A mulher que abriu a porta tem uns quarenta anos de
idade, cabelo ralo de cor clara e olhos bem azuis. Abre um
sorriso de dentes tortos. “Menina, nem me fale. Ontem veio
aqui um senhor de oitenta e dois anos de idade. A primeira
coisa que fez quando chegou foi pedir uma água e sentar naquele
sofá”, a mulher aponta com o indicador para um canto
da sala. “Ficou ali a noite inteira.”
“Vocês tinham que fazer convênio com o SAMU.”
“É. Nem a gente consegue subir isso daí direito.”
O ambiente está abarrotado por uns tantos móveis e garotas
enfeitadas, usando maquiagem, bijuterias nos pulsos,
pescoços e orelhas, e roupas que revelam o corpo.
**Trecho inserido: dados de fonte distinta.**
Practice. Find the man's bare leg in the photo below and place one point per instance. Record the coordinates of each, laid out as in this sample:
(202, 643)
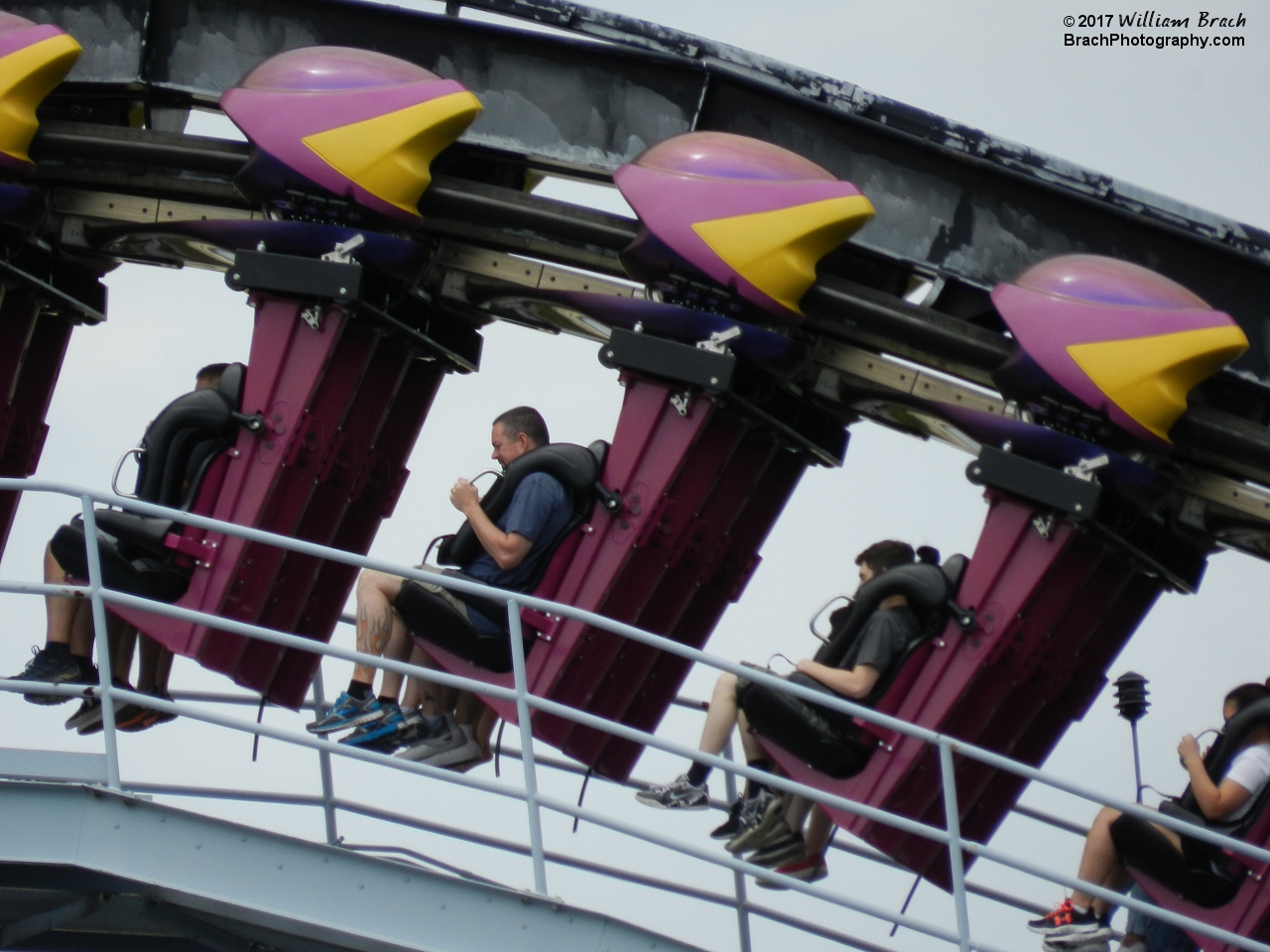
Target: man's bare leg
(376, 592)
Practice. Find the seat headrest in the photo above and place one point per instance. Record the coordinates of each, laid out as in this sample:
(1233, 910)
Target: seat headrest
(230, 386)
(953, 570)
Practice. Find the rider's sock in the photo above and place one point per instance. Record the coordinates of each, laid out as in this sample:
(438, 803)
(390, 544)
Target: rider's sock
(698, 774)
(358, 689)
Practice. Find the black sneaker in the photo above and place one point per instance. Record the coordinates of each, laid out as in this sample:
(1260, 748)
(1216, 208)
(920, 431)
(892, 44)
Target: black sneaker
(1069, 923)
(730, 826)
(758, 823)
(677, 794)
(785, 847)
(55, 669)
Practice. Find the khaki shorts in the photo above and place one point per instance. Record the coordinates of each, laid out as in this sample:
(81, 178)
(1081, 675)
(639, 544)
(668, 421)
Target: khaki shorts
(445, 594)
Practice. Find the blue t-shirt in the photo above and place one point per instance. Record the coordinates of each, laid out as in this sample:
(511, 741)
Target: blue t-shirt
(539, 511)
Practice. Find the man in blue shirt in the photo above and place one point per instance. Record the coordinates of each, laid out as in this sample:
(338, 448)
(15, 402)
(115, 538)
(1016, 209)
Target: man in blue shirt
(512, 547)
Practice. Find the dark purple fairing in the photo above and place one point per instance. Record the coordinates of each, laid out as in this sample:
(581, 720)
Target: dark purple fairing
(699, 495)
(1052, 615)
(343, 407)
(32, 347)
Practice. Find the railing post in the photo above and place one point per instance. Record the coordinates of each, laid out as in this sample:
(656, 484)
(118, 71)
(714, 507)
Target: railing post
(103, 644)
(327, 780)
(952, 823)
(738, 879)
(531, 774)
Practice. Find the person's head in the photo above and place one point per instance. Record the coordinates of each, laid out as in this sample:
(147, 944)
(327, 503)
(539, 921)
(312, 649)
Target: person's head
(1241, 697)
(516, 433)
(209, 376)
(881, 556)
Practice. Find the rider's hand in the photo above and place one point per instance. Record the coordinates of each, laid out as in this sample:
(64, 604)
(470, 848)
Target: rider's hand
(463, 495)
(1189, 748)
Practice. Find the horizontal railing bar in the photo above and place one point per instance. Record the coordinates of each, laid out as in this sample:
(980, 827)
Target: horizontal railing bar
(751, 870)
(427, 860)
(177, 789)
(631, 633)
(1049, 819)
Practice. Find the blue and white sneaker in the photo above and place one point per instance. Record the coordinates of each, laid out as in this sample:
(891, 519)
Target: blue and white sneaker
(385, 734)
(347, 712)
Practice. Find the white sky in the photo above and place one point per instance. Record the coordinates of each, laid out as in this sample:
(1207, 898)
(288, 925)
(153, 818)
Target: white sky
(1188, 123)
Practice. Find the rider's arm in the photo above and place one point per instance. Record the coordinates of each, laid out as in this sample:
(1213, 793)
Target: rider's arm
(507, 548)
(851, 682)
(1213, 800)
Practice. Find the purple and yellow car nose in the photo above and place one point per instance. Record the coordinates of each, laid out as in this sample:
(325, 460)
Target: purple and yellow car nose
(1120, 338)
(33, 60)
(753, 216)
(357, 123)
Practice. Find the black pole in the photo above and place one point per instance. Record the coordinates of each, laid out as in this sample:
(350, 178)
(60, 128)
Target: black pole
(1130, 703)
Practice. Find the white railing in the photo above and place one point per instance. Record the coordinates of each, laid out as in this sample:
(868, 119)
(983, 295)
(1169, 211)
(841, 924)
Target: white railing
(529, 789)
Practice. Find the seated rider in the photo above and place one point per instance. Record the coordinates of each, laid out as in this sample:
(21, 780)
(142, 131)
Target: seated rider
(758, 820)
(1084, 920)
(66, 656)
(512, 544)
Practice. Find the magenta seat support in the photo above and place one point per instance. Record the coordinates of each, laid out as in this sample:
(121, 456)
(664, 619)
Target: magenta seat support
(32, 347)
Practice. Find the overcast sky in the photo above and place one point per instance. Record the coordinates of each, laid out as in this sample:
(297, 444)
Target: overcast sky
(1187, 123)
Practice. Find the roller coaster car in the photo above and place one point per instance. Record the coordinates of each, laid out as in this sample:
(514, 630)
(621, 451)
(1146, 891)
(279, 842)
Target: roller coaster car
(181, 463)
(436, 625)
(833, 743)
(742, 212)
(1205, 881)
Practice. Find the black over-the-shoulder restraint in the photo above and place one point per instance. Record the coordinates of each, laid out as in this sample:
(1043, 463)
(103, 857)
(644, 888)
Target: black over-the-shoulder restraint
(576, 467)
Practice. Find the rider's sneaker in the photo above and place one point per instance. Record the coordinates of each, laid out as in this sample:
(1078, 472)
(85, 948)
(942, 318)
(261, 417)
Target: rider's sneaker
(385, 734)
(677, 794)
(58, 667)
(347, 712)
(730, 826)
(808, 870)
(784, 846)
(1066, 921)
(757, 823)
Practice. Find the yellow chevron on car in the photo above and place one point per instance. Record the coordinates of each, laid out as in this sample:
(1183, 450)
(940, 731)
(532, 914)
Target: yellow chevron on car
(776, 252)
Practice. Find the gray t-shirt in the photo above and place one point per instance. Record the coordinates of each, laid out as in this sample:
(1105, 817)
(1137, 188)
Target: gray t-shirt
(884, 639)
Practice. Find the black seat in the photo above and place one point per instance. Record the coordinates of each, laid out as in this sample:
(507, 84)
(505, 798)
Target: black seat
(173, 458)
(1202, 873)
(828, 740)
(434, 621)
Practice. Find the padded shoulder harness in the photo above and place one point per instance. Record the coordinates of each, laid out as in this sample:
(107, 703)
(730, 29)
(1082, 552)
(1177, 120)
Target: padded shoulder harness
(576, 467)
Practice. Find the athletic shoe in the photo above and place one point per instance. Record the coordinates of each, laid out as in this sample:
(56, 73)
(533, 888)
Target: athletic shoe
(347, 712)
(757, 821)
(429, 743)
(87, 719)
(135, 717)
(784, 846)
(810, 870)
(60, 669)
(1065, 920)
(385, 734)
(679, 794)
(730, 826)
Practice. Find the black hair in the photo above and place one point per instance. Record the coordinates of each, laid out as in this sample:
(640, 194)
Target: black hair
(885, 555)
(527, 420)
(212, 371)
(1246, 694)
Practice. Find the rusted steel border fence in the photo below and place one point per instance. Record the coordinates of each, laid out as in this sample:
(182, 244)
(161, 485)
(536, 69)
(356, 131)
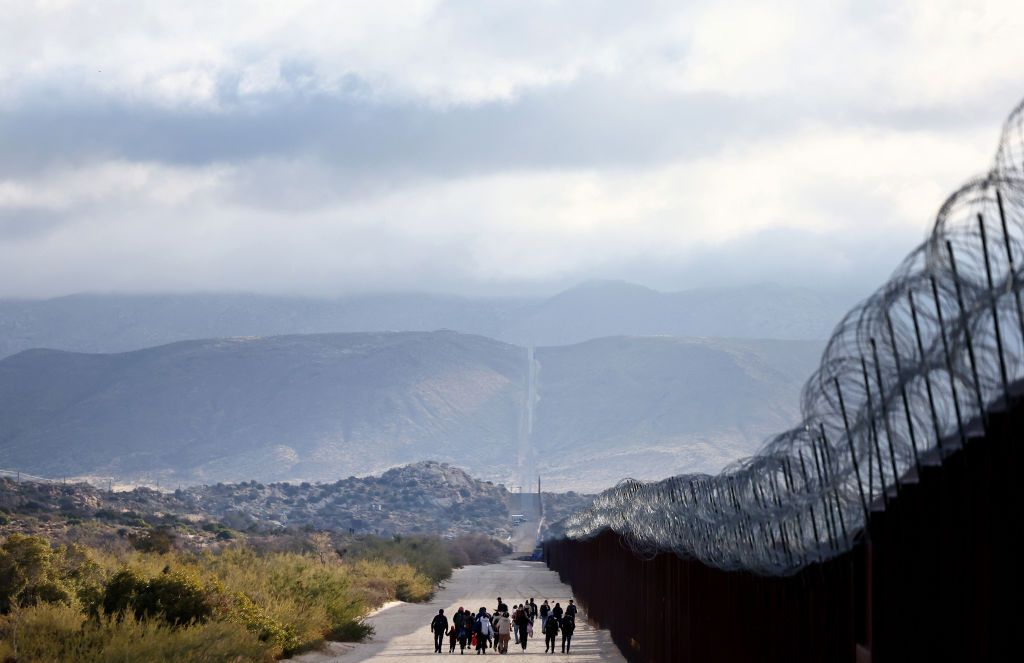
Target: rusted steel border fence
(935, 578)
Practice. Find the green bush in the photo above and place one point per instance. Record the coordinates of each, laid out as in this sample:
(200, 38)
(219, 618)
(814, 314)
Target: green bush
(56, 632)
(160, 540)
(29, 574)
(176, 597)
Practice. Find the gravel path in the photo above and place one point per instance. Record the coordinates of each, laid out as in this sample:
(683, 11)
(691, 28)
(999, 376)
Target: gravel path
(402, 632)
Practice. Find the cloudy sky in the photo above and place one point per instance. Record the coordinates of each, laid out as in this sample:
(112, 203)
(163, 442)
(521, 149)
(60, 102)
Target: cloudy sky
(486, 147)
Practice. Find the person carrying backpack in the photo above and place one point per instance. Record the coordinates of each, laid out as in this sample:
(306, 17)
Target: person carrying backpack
(483, 631)
(550, 632)
(523, 622)
(557, 612)
(503, 633)
(568, 625)
(439, 627)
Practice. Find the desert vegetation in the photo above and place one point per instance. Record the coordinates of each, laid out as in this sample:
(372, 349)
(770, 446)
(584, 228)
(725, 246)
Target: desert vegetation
(254, 599)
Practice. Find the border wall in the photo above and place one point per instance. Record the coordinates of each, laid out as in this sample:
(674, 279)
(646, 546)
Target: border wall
(935, 577)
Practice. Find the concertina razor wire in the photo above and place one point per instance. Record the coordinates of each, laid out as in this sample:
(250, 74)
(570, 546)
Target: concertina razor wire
(906, 378)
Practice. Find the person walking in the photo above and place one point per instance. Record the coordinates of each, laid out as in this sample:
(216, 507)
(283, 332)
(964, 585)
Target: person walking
(568, 625)
(439, 627)
(522, 621)
(483, 631)
(465, 633)
(504, 628)
(550, 632)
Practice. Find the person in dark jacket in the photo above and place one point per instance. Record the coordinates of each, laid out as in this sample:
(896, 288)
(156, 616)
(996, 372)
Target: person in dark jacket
(550, 632)
(557, 612)
(568, 625)
(522, 620)
(439, 628)
(482, 630)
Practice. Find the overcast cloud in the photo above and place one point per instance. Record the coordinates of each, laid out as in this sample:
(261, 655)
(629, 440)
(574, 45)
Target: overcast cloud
(337, 147)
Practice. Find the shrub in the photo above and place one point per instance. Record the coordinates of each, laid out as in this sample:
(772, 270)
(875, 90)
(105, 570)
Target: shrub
(176, 597)
(160, 540)
(55, 632)
(29, 575)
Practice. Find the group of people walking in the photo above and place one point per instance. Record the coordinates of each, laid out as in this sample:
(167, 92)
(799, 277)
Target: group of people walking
(482, 630)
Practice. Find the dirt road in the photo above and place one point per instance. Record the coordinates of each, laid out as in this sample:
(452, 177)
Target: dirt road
(402, 632)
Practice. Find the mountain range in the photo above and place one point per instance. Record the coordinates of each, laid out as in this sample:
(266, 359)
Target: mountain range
(322, 407)
(94, 323)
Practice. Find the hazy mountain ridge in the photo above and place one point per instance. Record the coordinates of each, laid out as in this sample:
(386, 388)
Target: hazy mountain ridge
(121, 323)
(325, 406)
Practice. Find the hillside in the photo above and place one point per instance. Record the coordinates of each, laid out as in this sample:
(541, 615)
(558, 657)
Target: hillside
(121, 323)
(327, 406)
(422, 498)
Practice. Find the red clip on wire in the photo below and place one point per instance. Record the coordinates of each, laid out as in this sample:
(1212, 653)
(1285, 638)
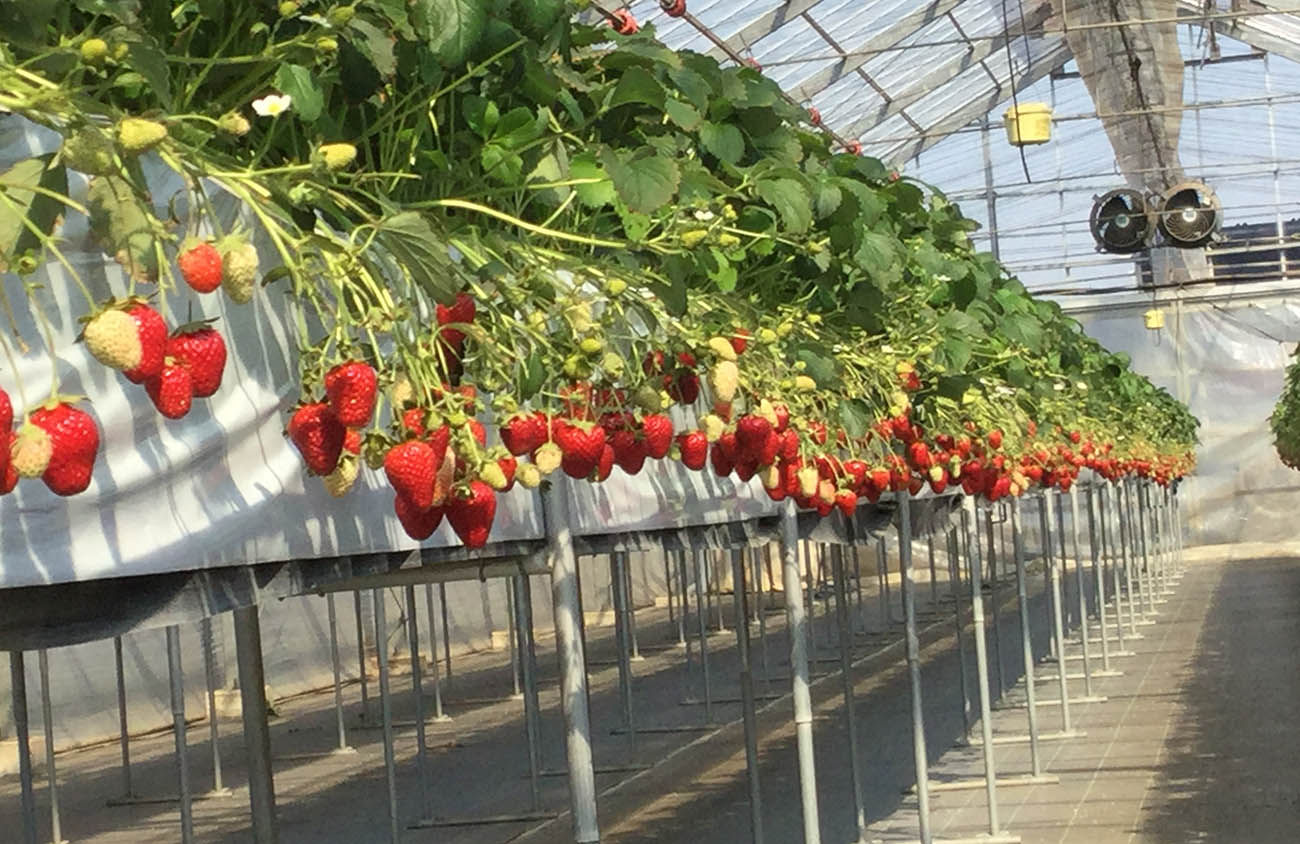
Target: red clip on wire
(624, 24)
(674, 8)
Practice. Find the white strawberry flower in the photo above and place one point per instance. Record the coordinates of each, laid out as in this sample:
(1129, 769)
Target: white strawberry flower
(272, 104)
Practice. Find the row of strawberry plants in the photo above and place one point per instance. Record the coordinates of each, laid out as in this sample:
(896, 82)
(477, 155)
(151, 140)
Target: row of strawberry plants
(624, 252)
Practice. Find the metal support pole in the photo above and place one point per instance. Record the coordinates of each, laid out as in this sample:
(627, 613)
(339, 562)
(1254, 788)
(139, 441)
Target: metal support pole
(252, 698)
(390, 767)
(618, 561)
(528, 659)
(702, 622)
(798, 628)
(18, 685)
(568, 641)
(209, 675)
(954, 587)
(47, 722)
(1083, 598)
(746, 696)
(421, 749)
(850, 718)
(124, 735)
(1054, 570)
(338, 680)
(1023, 600)
(982, 662)
(997, 615)
(918, 719)
(177, 682)
(360, 656)
(1099, 581)
(438, 715)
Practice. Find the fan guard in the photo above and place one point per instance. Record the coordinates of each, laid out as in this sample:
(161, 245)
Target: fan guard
(1190, 215)
(1121, 221)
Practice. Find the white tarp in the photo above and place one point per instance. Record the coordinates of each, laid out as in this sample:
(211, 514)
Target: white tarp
(222, 485)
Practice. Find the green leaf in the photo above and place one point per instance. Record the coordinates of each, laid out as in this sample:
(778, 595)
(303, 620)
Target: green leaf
(637, 86)
(300, 86)
(681, 113)
(532, 377)
(723, 141)
(791, 199)
(693, 86)
(451, 27)
(481, 115)
(20, 204)
(414, 245)
(150, 63)
(645, 182)
(594, 194)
Os quartos
cheiram a velhice e suor azedo. Todos os cômodos, fora
a recepção, permanecem no escuro, como que aguardando a
agitação começar. Os lençóis são simples, a mobília também.
O balcão da recepção fica do outro lado da sala. Kelly para
na frente dele. Tira das bolsas de pano duas caixas de tamanho
médio, fechadas com fita adesiva, e as deposita sobre a
bancada. Ambas estão repletas de preservativos masculinos e
femininos, daquelas variantes distribuídas de graça nos postos
de saúde. Dependendo do estabelecimento, Kelly também
distribui lubrificantes íntimos em embalagens quadradas.
“Vocês desculpem que nós tivemos um probleminha com
o fornecedor... Ficamos um tempo sem receber, mas acontece.”